The economic analysis revealed the unremarkable fact that electronic card expenditure was "low" on Good Friday and Easter Sunday, when shopping restrictions are in place, and "spiked" on the days before and after. It concluded that if restrictions were lifted, spending over the period would even out! It concluded the "annual economic benefit of opening more shops on Easter Sunday was likely to be very minimal (0.005 per cent - five thousandths of 1 per cent of annual gross domestic product)."
As I sit down to despatch my latest $872.48 rates payment to Auckland Council, I can't help wondering if this was an acceptable use of my hard-earned cash.

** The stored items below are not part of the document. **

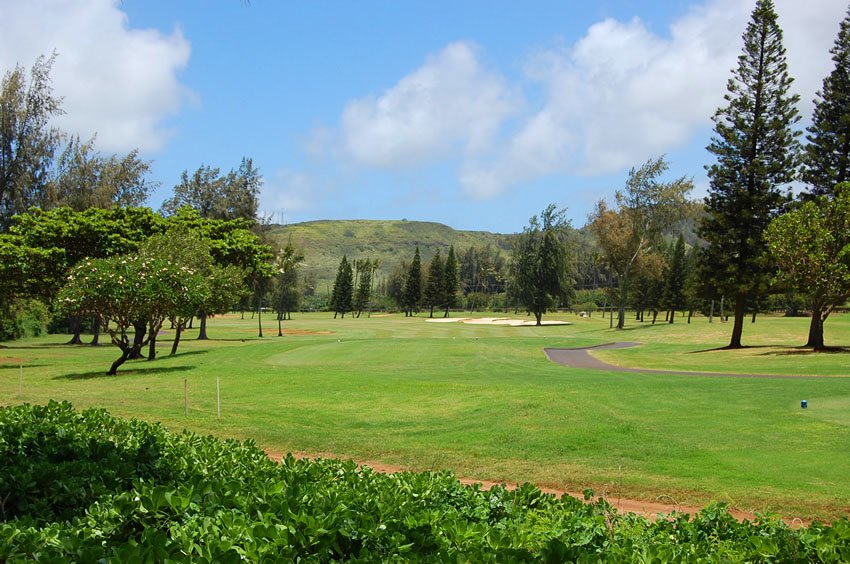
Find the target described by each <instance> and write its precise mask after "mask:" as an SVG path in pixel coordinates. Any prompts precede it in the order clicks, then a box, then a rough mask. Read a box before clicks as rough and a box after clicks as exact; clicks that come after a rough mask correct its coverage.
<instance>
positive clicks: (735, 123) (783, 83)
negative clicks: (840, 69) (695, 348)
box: [699, 0, 800, 348]
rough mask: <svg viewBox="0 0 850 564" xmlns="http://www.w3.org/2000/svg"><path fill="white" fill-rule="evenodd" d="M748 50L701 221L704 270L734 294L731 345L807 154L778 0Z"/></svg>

After all, Easter trading reform is not about GDP at all. It's about removing anomalies in the trading laws that for years, have been increasingly ignored, both by traders, and by the government inspectors charged with enforcement.
In 1980, after a 35-year ban on weekend trading except for "emergency goods," Saturday trading was reintroduced. Ten years later came 7-day trading, except for the three major Christian holy days and Anzac Day morning. There were anomalous exceptions from the start. A tourist town like Queenstown could trade on these days, but not Rotorua. In 2001 came an exemption for the corner dairy, but not the supermarket.
Garden centres have led the civil disobedience, defiantly opening on both Good Friday and Easter Sunday for years. Last Easter, Oderings Garden Centre director Julian Odering said his business had paid more than $20,000 in fines and court fees since 1992.
Last August, the National government couldn't take the embarrassment any more, and tossed the parcel to territorial authorities to decide. They dressed it up as an exercise in democracy, letting local communities decide what's best for them. But the reality is, it was a cop-out destined to compound the existing confusion. It has.
Putting aside Anzac Day, the historic justification for the three non-shopping days, is they are the three main Christian holy days. In addition, unions don't want to lose a day off for employees. Last August's Shop Trading Hours Act, gave employees the right to refuse to work on Easter Sunday for any reason, so that's covered.
As for the religious issue, parliamentarians as good as buried that one in the same legislation when they supported the principle of universal Easter Sunday trading, but tossed it over to the local councils to decide where.
It's now up to Auckland councillors to show the leadership lacking at the centre. The present ban is a relic from the 1980s when our parliamentarians still pretended we were a Christian nation and that somehow shopping on Her day would offend God.
At the 2013 census, less than half of us identified ourselves as Christian. Indeed 42 per cent ticked the No Religion box.
It's time to accept this 21st century reality. If the majority want to shop on Easter Sunday, then why not? I'm sure God has more pressing problems to worry about.